In August of 2016, Naveen Rao, then CEO of Nervana Systems and now, after Intel's purchase of Nervana, VP and GM of the Artificial Intelligence Products Group at Intel, claimed 55 TOPS with the Nervana chip on 28 nm. NVIDIA claims 120 TOPS with the Tesla V100. So in peak theoretical throughput for deep learning operations the V100 seems to have a big advantage.
Think about the performance of the Nervana chip against the Pascal GPU (Nvidia’s top end deep learning and HPC chip, featured in its DGX-1 appliance) in terms of teraops per second, to be exact. A Maxwell TitanX card (which is what they currently use in their cloud for model training) is about six teraops per second, Rao says. Pascal is about double that number, with between 10-11 teraops per second. Nvidia also has a half-precision mode built in as well, which can yield approximately 20 teraops per second, at least based on the numbers he says are gleaned from users that are actively putting Pascal through the paces for deep learning workloads. “On our chip, which is a TSMC 28 nanometer chip, we’re seeing around 55 teraops per second.”
So Qwertilot remembered correctly. They were claiming about 10x Maxwell TitanX.
Volta definitely seems to have a big advantage over Lake Crest. I wonder what they can accomplish moving off of TSMC 28nm though; that's a pretty significant disadvantage by itself. If Intel can wave some money on their fabs and get process parity with Nvidia, that could cut away a big portion of that performance lead. (Maxwell to Pascal was 70% ish without any major architectural changes).
Probably because the company making the ASIC had a lot of the design work done before the Intel buyout and moving it to a different fab entirely would not have been worthwhile.
I'd assume 1-2 generations down the line they'll be fabbed by Intel directly.

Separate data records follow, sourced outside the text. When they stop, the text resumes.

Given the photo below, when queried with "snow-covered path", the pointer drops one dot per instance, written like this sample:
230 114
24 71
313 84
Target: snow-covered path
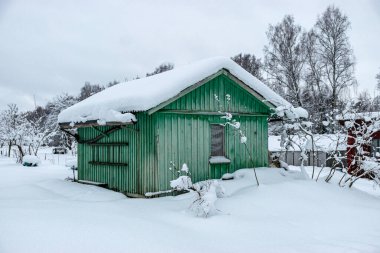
41 212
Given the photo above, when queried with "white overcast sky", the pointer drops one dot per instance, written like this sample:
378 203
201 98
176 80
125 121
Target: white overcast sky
49 47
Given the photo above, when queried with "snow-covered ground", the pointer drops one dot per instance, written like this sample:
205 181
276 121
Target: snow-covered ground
41 212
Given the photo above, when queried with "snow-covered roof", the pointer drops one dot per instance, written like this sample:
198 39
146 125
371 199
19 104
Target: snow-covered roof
147 93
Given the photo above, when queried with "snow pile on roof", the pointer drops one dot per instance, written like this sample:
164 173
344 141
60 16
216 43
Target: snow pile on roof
291 112
146 93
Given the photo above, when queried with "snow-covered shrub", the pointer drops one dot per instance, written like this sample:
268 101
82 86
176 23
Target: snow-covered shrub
30 160
235 125
206 192
295 124
182 183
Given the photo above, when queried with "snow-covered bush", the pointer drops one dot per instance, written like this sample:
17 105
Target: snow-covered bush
295 124
236 126
30 160
206 192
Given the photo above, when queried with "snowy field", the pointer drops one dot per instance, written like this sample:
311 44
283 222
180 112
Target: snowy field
41 212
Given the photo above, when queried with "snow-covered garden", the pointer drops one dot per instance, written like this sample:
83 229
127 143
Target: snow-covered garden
42 212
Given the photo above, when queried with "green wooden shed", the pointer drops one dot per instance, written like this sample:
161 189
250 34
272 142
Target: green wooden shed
129 133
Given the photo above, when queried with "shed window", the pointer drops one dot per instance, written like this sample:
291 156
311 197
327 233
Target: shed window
375 150
217 140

Intel factories are MONSTERS that churn out one thing in mega-volume at high margin. That cannot be interrupted by low-margin, low volume, experimental toys. If it takes off, this can change, but requires starting the architecture and design with the target being an intel FAB from day 1, which would likely be a hand-me-down from CPU or chipset first and later a purpose built factory. Long way off, if ever.
Intel knows what's at stake with AI. They didn't buy Nervana just to play with toys. NVIDIA is trading at a trailing 12 month stock price to earnings ratio (P/E) of over 50 when the industry average is under half that, largely because of the expected future opportunity of AI. Intel's P/E is 15.4, BTW. Intel's market capitalization (share price times number of shares outstanding) is $190 billion while NVIDIA's is $118 billion, even though Intel has much higher revenues. Intel's growth has been slow since the late 90s (their revenue has doubled in the 18 years since 1999, I think I read recently), and they desperately want to tap into the big growth opportunities in the market to stay relevant and hopefully to grow.
What aeolist said was most likely correct. They will move to Intel's 14 nm process with the next generation of this chip. They would have had to delay the release of the chip if they tried to move it over to Intel's fabs after Intel's August 2016 purchase of Nervana Systems.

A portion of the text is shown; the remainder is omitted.